I’ve been reading a lot of opinions that there are too many startups right now. Too many investors, too much money at work. I tend to agree.
That said, I was thinking the other night about a contrarian view point.
- The smartest people I know wants to become entrepreneurs
- Everyone I know who has exited a company wants to start a venture/seed fund (more funds coming!)
- Many friends would rather risk money investing in themselves than than the stock market
- The traditional ‘security’ model of working for a big cooperation is finished
- Private companies are getting liquidity on secondary markets
So I ask — is it possible that the number of new startups and early stage investors is just the beginning? A paradigm shift? Introducing startups as a career.

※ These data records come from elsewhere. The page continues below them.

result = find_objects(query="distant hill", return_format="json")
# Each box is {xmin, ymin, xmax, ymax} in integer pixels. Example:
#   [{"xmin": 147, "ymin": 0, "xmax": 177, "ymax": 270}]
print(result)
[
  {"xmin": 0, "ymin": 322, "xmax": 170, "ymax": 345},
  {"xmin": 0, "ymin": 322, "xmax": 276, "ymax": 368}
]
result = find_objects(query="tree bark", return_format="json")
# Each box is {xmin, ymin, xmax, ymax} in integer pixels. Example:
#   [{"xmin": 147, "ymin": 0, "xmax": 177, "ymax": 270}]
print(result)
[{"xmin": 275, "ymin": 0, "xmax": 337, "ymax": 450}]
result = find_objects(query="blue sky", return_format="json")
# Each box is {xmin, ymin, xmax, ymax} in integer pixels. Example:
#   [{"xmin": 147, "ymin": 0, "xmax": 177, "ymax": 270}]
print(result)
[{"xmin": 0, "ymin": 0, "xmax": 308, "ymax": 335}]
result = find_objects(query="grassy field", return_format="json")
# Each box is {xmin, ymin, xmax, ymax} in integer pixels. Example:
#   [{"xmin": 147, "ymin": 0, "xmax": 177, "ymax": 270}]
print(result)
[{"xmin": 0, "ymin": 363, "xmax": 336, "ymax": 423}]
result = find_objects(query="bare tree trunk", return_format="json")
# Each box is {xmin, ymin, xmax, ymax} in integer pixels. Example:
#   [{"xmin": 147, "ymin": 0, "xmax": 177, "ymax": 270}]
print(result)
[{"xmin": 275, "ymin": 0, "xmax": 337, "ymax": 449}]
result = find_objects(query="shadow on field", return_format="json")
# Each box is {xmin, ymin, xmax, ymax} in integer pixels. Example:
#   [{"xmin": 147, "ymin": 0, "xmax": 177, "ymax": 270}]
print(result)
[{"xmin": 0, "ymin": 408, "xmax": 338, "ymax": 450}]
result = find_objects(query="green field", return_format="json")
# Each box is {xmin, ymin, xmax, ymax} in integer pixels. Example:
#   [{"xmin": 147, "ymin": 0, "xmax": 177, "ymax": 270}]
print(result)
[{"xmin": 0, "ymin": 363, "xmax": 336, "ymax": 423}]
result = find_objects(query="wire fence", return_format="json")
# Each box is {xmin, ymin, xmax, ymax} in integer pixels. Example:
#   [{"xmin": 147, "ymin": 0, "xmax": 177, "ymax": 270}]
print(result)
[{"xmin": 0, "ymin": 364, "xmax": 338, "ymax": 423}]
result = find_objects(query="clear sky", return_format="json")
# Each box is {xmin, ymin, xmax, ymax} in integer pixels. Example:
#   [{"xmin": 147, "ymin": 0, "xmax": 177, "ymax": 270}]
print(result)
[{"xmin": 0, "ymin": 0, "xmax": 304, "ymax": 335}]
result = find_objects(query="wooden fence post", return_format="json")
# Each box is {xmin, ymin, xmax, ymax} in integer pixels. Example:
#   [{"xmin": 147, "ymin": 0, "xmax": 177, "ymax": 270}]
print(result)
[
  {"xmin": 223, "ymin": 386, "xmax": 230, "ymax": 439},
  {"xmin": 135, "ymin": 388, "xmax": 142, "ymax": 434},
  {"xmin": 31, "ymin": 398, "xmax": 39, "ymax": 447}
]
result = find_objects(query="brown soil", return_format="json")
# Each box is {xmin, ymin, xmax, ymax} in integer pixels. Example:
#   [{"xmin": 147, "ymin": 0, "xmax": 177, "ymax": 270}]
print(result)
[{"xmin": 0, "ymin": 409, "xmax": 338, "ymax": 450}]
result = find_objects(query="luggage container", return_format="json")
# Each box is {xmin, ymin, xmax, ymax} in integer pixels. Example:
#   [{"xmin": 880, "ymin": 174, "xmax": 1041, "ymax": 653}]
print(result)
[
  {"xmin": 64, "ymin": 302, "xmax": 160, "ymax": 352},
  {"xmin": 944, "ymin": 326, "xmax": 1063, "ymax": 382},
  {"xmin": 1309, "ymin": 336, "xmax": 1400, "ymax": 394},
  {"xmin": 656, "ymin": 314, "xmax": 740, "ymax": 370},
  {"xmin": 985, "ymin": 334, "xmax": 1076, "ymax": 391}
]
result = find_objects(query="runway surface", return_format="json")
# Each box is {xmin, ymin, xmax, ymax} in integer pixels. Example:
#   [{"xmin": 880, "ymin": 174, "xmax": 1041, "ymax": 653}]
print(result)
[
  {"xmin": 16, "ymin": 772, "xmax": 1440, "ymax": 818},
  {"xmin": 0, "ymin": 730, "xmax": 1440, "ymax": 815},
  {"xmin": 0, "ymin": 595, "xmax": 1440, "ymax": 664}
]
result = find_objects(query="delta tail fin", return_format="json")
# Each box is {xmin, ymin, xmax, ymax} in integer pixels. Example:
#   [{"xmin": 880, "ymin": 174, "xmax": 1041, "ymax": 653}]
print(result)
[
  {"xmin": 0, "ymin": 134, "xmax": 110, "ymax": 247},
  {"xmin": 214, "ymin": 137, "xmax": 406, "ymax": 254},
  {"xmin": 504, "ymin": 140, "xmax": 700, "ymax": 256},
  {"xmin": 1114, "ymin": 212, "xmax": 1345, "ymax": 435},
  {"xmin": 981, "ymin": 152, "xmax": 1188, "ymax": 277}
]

What if the new normal is that in lieu of steady salaries, most skilled, educated people instead opt for starting and/or joining startups as a career? These startups will/are funded by an ever increasing number of angels/investors/corporate vcs. The norm becomes to forsake the ‘steady pay check’ of our parents generation and instead bounce around opportunity to opportunity with the expectation that you will eventually hit a pay day that makes up the difference.
As startups become more transparent publishing their traction and numbers and as secondary market transactions become more normal, it might become a “safer” bet that breakout startups will be acquired, find liquidity, or merge with the more successful (‘unicorn’ startups). In the future people maybe can purchase salary insurance so that if they never hit that big payday they still have some retirement. Perhaps health insurance will move to the cloud so that it is moveable as folks bounce between opportunities.
The consensus view is that the number of startups is unsustainable and it’s probably accurate.
But part of me believes it could be the beginning of a new era in employment/careers.